SOLUTION: Please follow below working steps.
1. Create Jaas configuration file hbase.jaas on client machine.
Client { com.sun.security.auth.module.Krb5LoginModule required
useKeyTab=false useTicketCache=true
renewTicket=true serviceName="zookeeper";
keytab="" principal="" };
2. Copy kerberos config file from cluster nodes to local client machine (krb5.conf/krb5.ini) 3. Add below java options in Squirrel launcher script. [/Applications/SQuirreLSQL.app/Contents/MacOS/squirrel-sql.sh ]

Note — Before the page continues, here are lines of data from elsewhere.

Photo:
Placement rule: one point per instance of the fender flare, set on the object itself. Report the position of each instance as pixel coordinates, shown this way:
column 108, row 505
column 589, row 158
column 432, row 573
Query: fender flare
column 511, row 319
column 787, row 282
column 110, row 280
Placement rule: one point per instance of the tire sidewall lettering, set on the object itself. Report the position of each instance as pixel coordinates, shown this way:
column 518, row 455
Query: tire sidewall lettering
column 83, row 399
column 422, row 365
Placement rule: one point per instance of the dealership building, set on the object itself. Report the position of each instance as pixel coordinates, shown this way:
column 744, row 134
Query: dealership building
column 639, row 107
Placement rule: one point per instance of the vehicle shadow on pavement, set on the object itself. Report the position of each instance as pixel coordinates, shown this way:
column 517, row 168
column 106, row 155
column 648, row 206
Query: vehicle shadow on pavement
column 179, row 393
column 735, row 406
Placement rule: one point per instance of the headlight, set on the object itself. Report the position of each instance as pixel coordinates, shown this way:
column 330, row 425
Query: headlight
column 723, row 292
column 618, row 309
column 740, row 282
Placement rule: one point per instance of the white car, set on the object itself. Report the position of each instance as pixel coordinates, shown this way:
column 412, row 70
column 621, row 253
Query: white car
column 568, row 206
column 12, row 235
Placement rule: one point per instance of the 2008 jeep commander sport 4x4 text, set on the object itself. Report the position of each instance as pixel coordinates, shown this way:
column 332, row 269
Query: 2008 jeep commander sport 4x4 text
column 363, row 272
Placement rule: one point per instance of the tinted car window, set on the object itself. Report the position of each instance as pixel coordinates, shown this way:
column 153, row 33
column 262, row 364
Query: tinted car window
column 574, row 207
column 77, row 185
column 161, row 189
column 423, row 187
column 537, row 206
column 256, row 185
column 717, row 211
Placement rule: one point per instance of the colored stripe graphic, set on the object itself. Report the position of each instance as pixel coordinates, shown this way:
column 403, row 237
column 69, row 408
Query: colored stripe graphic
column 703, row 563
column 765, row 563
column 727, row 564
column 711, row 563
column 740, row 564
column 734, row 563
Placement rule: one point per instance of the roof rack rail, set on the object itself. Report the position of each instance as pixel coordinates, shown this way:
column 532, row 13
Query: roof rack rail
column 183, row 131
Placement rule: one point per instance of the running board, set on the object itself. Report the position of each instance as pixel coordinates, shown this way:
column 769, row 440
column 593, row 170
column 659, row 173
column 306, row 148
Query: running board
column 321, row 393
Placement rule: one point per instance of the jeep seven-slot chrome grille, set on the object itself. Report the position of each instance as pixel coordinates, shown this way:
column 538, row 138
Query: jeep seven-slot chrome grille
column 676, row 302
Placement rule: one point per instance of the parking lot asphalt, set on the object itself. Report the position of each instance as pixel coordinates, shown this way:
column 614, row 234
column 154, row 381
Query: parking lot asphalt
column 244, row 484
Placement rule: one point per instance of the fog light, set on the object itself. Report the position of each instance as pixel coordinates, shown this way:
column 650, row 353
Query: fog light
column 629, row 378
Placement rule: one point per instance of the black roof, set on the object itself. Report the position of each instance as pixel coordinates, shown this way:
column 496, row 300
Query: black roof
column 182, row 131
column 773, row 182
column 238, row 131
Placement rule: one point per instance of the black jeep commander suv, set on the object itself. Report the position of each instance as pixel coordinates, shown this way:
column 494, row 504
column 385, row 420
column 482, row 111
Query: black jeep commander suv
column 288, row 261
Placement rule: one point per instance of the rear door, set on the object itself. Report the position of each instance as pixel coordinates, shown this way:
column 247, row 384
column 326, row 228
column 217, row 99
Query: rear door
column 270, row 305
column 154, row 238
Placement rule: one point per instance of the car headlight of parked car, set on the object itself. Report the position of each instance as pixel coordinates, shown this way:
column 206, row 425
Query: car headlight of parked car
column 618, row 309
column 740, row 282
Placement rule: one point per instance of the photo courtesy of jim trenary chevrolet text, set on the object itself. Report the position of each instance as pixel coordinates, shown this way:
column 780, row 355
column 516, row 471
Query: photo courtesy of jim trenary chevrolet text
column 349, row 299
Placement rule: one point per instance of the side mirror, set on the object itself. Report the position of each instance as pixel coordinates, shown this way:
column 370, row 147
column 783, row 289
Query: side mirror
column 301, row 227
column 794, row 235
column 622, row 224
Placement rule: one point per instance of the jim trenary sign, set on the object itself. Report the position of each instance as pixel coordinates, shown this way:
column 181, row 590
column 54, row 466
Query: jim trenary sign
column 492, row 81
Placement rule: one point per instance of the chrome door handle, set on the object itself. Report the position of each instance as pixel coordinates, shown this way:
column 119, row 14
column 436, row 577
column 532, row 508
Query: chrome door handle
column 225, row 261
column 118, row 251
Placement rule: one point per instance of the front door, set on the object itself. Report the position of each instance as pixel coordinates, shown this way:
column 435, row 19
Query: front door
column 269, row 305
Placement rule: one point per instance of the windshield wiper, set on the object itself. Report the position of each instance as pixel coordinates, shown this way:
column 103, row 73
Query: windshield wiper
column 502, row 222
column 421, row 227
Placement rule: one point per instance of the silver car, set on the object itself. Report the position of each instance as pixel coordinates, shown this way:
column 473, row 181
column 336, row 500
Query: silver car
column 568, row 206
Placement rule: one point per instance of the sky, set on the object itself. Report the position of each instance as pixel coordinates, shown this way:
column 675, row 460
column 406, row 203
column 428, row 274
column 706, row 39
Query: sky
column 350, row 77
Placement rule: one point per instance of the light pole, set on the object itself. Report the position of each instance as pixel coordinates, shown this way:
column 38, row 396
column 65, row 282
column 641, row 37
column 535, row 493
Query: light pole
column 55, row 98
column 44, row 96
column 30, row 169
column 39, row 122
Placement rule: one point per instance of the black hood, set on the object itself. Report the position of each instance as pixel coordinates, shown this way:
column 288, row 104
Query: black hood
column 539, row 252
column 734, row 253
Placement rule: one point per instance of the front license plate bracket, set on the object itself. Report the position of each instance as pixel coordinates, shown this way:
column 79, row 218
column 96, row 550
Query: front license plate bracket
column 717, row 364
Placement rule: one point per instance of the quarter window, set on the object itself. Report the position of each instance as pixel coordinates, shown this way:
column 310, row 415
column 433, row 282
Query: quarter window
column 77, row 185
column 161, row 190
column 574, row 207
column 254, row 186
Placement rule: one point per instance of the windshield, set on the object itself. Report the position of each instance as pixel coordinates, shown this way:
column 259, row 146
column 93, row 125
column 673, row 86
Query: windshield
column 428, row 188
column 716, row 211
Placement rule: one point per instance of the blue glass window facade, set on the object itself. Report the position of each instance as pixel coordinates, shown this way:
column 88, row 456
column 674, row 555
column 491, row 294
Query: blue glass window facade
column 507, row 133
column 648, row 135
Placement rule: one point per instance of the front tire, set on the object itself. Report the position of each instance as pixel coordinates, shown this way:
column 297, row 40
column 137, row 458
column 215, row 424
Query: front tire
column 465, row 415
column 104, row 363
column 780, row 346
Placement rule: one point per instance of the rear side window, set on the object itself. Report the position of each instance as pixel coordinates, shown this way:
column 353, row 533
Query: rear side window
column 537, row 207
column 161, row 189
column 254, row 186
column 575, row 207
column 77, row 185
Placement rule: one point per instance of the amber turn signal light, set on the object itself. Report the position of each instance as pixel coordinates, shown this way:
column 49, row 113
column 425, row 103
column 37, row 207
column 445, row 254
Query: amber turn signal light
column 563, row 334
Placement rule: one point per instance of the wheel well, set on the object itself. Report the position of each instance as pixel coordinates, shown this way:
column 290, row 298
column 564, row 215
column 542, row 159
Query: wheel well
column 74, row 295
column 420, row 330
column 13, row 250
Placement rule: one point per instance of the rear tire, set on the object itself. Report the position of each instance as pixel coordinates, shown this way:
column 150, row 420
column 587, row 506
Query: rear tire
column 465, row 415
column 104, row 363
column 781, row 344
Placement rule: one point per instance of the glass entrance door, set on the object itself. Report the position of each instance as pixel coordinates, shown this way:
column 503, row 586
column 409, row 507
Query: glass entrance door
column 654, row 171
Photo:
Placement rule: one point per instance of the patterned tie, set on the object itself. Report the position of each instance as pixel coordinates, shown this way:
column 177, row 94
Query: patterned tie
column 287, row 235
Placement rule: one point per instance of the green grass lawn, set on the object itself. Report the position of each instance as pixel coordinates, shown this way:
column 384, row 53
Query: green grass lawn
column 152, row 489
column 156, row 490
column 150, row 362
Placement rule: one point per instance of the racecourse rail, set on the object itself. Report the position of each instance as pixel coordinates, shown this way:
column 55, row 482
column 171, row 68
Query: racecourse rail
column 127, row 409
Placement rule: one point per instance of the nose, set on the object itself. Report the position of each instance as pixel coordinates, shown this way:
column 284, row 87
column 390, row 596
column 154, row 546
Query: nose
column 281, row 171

-Djava.security.auth.login.config="/Users/gsharma/hbase/hbase.jaas"
-Djava.security.krb5.conf="/Users/gsharma/hbase/krb5.conf"
e.g
$JAVACMD -Xmx256m -cp "$CP" -Djava.security.auth.login.config="/Users/gsharma/hbase/hbase.jaas" -Djava.security.krb5.conf="/Users/gsharma/hbase/krb5.conf" $MACOSX_SQUIRREL_PROPS -splash:"$SQUIRREL_SQL_HOME/icons/splash.jpg" net.sourceforge.squirrel_sql.client.Main --log-config-file "$UNIX_STYLE_HOME"/log4j.properties --squirrel-home "$UNIX_STYLE_HOME" $NATIVE_LAF_PROP $SCRIPT_ARGS
4. Download phoenix driver jar file [phoenix-version-client.jar] . 5. Download hdfs-site.xml,hbase-site.xml,core-site.xml files from hbase server to local client folder. 7. Open Squirrel UI and register Phoenix driver. (Put example url - jdbc:phoenix:1.openstacklocal:2181:/hbase-secure:hbase/5.openstacklocal@EXAMPLE.COM:/Users/gsharma/hbase/hbase.service.keytab) 8. Now create alias to connect to Hbase in squirrel UI using registered driver.
jdbc url example : jdbc:phoenix:1.openstacklocal:2181:/hbasesecure:hbase/5.openstacklocal@EXAMPLE.COM:/Users/gsharma/hbase/hbase.service.keytab
Please note phoenix does not support windows path in keytab file path. So if we have keytab file under C:\Users\Hbase\hbase.service.keytab, we can use "/Users/Hbase/hbase.service.keytab" in JDBC URL. 9. Check if connection is successful.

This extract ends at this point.